Warren Buffett. Photo: Daniel Zuchnik / WireImage
Warren Buffett released his annual letter on Saturday, in which he tells shareholders that his company, Berkshire Hathaway, made $29 billion in 2017 because of the GOP tax cuts.
"Berkshire's gain in net worth during 2017 was $65.3 billion...A large portion of our gain did not come from anything we accomplished at Berkshire. The $65 billion gain is nonetheless real – rest assured of that. But only $36 billion came from Berkshire’s operations. The remaining $29 billion was delivered to us in December when Congress rewrote the U.S. Tax Code."— Warren Buffett
- He encouraged investors to stick with stocks, despite being "riskier...than short-term U.S. bonds:" "It is a terrible mistake for investors with long-term horizons – among them, pension funds, college endowments and savings-minded individuals – to measure their investment 'risk' by their portfolio’s ratio of bonds to stocks. Often, high-grade bonds in an investment portfolio increase its risk."

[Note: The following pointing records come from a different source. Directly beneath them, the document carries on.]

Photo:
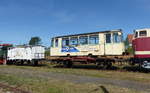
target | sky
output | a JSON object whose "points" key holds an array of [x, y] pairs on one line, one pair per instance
{"points": [[22, 19]]}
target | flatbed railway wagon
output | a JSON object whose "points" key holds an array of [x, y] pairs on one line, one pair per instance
{"points": [[101, 48], [28, 54]]}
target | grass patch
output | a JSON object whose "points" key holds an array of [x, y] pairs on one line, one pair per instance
{"points": [[113, 74], [37, 85]]}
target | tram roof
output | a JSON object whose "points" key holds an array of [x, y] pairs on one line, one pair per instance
{"points": [[107, 31]]}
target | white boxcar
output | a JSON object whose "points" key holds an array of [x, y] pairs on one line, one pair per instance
{"points": [[25, 53], [95, 43]]}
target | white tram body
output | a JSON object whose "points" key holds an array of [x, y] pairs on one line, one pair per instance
{"points": [[26, 53], [95, 43]]}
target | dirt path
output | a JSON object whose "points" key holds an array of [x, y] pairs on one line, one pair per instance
{"points": [[76, 79]]}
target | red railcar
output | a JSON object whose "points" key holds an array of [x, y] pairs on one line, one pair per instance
{"points": [[141, 45]]}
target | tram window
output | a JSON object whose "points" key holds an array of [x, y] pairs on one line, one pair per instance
{"points": [[136, 34], [56, 42], [74, 41], [65, 42], [83, 40], [108, 38], [117, 38], [143, 33], [52, 43], [94, 39]]}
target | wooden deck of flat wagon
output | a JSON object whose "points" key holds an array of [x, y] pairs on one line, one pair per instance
{"points": [[103, 61]]}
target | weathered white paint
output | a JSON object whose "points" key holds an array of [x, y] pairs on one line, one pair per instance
{"points": [[26, 53], [100, 49]]}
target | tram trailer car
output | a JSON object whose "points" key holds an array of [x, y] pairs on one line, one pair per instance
{"points": [[3, 52], [101, 48], [29, 54], [141, 45]]}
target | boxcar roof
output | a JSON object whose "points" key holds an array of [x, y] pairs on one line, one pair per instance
{"points": [[107, 31]]}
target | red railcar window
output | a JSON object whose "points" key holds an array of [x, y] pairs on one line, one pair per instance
{"points": [[143, 33]]}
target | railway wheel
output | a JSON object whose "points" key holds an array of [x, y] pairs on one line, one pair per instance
{"points": [[35, 62]]}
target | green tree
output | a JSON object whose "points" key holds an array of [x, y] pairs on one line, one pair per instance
{"points": [[35, 41]]}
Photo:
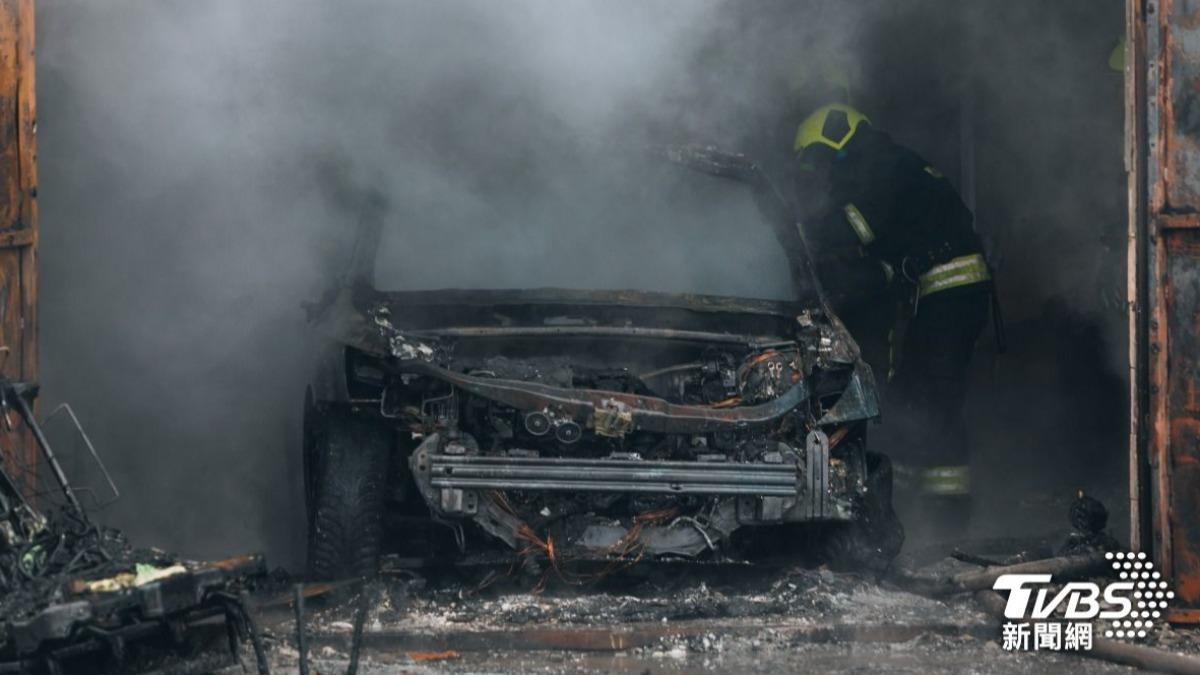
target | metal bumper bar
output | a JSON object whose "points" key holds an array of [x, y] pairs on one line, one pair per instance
{"points": [[613, 476]]}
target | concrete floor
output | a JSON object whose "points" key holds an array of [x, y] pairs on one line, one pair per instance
{"points": [[778, 620]]}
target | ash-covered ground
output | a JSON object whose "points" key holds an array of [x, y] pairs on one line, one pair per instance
{"points": [[730, 619]]}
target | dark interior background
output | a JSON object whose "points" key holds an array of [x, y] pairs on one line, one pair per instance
{"points": [[202, 163]]}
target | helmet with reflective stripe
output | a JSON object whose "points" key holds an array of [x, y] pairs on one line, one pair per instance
{"points": [[831, 125]]}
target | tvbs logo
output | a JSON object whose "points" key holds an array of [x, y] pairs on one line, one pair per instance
{"points": [[1126, 608]]}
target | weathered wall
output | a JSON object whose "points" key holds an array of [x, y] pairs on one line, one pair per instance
{"points": [[1169, 242], [18, 204]]}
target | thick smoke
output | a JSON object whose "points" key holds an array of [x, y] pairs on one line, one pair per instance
{"points": [[204, 163]]}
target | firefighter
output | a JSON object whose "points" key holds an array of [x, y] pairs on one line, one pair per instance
{"points": [[893, 239]]}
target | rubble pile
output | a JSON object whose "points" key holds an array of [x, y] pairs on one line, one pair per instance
{"points": [[66, 551]]}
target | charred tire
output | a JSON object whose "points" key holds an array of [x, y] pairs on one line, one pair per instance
{"points": [[347, 485], [874, 541]]}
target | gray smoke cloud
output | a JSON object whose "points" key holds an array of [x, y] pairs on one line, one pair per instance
{"points": [[203, 166]]}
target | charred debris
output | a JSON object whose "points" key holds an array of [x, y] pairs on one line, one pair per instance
{"points": [[77, 597]]}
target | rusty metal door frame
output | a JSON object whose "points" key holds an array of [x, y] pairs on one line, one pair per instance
{"points": [[1163, 160]]}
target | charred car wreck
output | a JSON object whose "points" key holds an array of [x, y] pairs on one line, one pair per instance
{"points": [[603, 425]]}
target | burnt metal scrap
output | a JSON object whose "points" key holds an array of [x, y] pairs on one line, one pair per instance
{"points": [[77, 597]]}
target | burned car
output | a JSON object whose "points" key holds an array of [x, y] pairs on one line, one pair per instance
{"points": [[557, 424]]}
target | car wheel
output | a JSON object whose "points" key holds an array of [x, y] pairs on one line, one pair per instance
{"points": [[348, 482]]}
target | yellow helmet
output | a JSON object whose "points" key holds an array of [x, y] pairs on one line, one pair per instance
{"points": [[831, 125]]}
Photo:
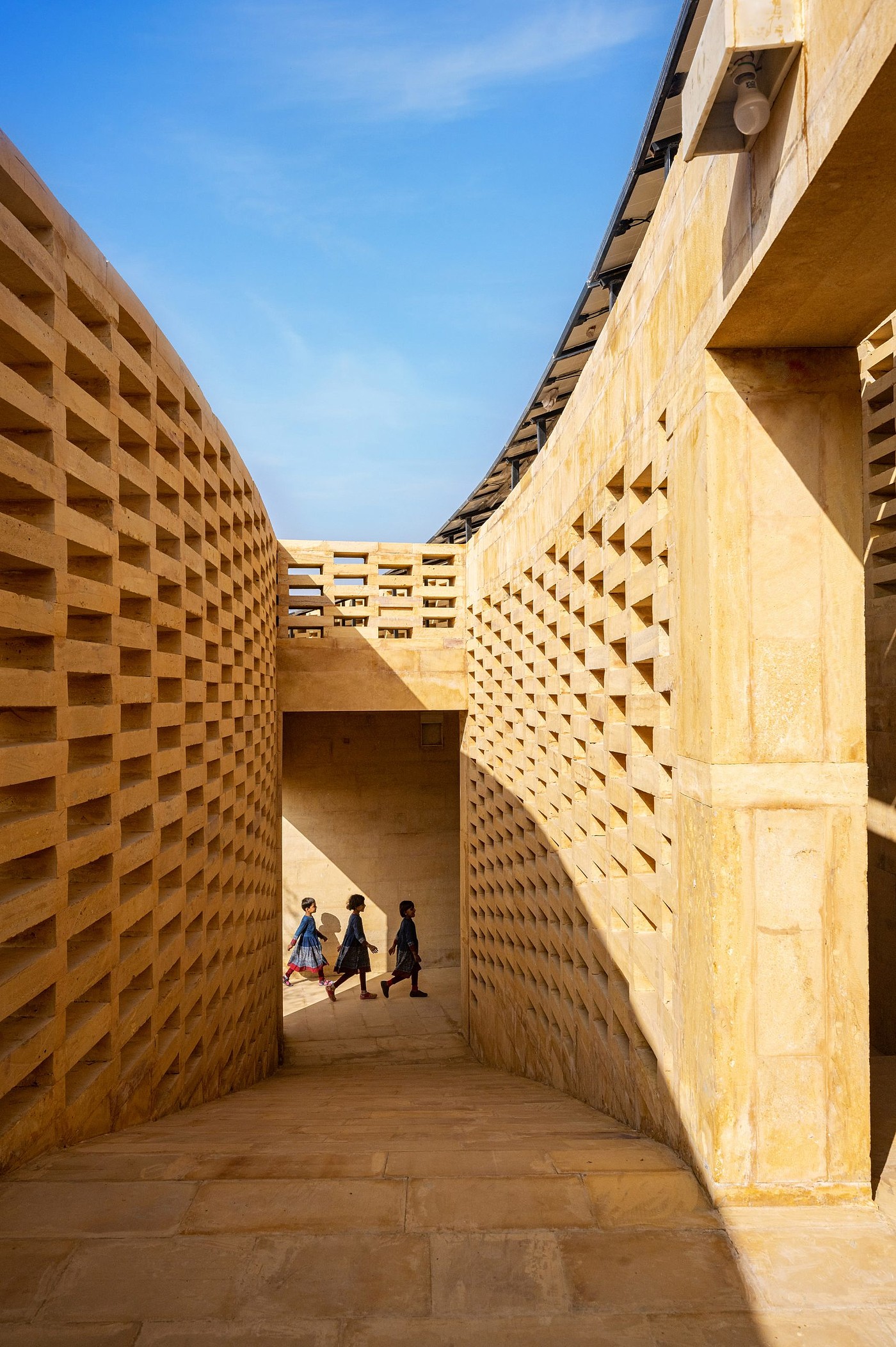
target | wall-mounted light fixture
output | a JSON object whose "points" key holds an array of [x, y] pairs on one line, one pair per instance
{"points": [[741, 61]]}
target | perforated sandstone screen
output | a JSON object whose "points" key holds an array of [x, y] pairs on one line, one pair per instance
{"points": [[139, 888], [570, 902]]}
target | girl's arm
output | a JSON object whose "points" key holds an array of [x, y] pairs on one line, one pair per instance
{"points": [[364, 941]]}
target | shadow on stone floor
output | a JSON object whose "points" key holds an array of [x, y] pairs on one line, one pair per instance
{"points": [[379, 1199]]}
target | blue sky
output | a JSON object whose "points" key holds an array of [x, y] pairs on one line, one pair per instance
{"points": [[362, 223]]}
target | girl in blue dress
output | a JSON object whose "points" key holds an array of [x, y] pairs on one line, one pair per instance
{"points": [[306, 946], [353, 955]]}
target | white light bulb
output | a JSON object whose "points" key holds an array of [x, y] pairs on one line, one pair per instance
{"points": [[752, 108]]}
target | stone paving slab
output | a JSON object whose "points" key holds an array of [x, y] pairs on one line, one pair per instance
{"points": [[437, 1203]]}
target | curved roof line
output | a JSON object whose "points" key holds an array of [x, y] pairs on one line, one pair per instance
{"points": [[619, 247]]}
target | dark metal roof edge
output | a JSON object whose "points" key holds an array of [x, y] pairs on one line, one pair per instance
{"points": [[660, 93]]}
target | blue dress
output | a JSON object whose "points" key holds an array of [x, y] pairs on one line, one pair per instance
{"points": [[306, 953], [353, 957], [404, 947]]}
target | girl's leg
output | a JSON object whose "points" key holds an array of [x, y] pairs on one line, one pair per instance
{"points": [[365, 994]]}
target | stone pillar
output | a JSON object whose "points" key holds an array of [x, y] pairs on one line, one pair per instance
{"points": [[772, 779]]}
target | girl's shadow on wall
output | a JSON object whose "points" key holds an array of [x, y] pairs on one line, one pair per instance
{"points": [[330, 926]]}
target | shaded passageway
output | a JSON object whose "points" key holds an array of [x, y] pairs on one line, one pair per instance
{"points": [[387, 1188]]}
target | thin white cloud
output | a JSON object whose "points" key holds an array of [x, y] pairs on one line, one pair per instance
{"points": [[445, 72]]}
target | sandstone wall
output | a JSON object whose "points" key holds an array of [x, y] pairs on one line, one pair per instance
{"points": [[880, 598], [664, 904], [371, 626], [369, 806], [139, 869]]}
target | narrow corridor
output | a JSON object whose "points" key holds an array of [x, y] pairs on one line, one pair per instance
{"points": [[386, 1188]]}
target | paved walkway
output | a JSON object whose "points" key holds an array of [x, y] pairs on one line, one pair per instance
{"points": [[402, 1194]]}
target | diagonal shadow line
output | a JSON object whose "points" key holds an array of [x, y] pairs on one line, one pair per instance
{"points": [[562, 1039], [687, 1275]]}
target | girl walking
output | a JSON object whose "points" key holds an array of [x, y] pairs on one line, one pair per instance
{"points": [[353, 955], [306, 946]]}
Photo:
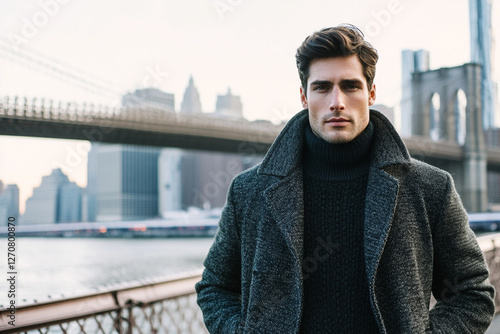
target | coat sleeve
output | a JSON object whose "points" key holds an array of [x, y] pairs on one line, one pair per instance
{"points": [[219, 291], [460, 281]]}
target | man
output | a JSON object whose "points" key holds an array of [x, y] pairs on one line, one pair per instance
{"points": [[338, 230]]}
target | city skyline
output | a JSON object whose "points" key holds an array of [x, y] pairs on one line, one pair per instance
{"points": [[162, 44]]}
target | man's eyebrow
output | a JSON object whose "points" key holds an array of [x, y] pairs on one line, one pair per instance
{"points": [[321, 82], [343, 81], [351, 81]]}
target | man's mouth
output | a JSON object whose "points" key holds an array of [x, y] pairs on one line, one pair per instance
{"points": [[337, 121]]}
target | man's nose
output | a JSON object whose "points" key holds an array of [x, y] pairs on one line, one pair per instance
{"points": [[337, 100]]}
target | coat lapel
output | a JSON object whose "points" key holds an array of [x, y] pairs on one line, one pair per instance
{"points": [[285, 200], [380, 203]]}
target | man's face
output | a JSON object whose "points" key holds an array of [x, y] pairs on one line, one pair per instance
{"points": [[338, 98]]}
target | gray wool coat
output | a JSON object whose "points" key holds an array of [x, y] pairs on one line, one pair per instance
{"points": [[416, 241]]}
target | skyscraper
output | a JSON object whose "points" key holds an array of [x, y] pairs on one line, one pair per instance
{"points": [[229, 106], [56, 200], [169, 180], [123, 182], [481, 46], [149, 98], [413, 61], [9, 202], [191, 101]]}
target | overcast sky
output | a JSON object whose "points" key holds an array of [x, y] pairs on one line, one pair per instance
{"points": [[122, 45]]}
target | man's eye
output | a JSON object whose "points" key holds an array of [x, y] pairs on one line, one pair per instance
{"points": [[351, 87]]}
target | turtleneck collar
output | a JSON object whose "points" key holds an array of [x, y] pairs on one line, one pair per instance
{"points": [[348, 161]]}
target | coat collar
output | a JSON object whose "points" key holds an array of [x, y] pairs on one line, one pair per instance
{"points": [[284, 160], [285, 153]]}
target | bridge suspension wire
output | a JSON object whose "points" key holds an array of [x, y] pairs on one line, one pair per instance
{"points": [[64, 72]]}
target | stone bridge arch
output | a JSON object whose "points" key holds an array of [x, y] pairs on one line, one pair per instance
{"points": [[471, 173]]}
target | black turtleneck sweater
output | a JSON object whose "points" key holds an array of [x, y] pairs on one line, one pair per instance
{"points": [[336, 296]]}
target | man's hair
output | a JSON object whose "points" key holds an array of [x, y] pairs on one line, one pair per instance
{"points": [[342, 41]]}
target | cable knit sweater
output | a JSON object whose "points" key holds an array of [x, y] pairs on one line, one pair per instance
{"points": [[416, 240], [336, 295]]}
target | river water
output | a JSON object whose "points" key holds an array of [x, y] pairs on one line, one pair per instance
{"points": [[73, 266]]}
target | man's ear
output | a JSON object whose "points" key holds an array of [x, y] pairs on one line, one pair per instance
{"points": [[303, 97], [372, 95]]}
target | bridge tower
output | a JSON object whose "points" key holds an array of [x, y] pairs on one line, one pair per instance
{"points": [[447, 107]]}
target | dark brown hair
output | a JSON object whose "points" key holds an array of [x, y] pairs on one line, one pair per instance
{"points": [[341, 41]]}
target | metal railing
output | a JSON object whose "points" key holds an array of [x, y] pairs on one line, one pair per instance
{"points": [[161, 307]]}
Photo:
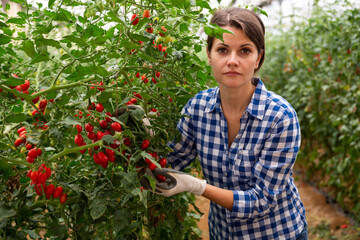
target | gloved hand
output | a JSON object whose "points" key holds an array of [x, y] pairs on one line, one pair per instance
{"points": [[176, 182]]}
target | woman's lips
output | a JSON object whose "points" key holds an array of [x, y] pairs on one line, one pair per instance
{"points": [[232, 73]]}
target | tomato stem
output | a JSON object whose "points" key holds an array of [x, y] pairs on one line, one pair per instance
{"points": [[67, 151]]}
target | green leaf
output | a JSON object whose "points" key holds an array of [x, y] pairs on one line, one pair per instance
{"points": [[3, 146], [215, 31], [13, 81], [17, 108], [122, 219], [39, 58], [15, 118], [19, 21], [47, 42], [64, 99], [74, 39], [28, 48], [57, 230], [70, 120], [6, 213], [203, 4], [101, 71], [184, 27], [112, 16], [98, 208], [51, 3], [78, 74], [100, 40], [51, 95], [197, 48], [32, 234], [138, 114], [4, 39]]}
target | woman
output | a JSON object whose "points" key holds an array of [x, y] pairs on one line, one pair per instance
{"points": [[246, 138]]}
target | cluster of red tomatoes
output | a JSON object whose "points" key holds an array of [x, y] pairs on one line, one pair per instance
{"points": [[39, 178]]}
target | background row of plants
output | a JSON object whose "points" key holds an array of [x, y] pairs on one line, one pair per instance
{"points": [[316, 66], [66, 167]]}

- He said Berkshire needs "to make one or more huge acquisitions," and that the company had $116 billion on hand at the end of 2017: "Our smiles will broaden when we have redeployed Berkshire's excess funds into more productive assets."
- In regard to acquisitions, he said "a sensible purchase price" has "provided a barrier to virtually all deals we reviewed in 2017."
- He laid out "four truly major dips" Berkshire shares saw in 1973-1975, 1987, 2000, and 2009: "This table offers the strongest argument I can muster against ever using borrowed money to own stocks. There is simply no telling how far stocks can fall in a short period."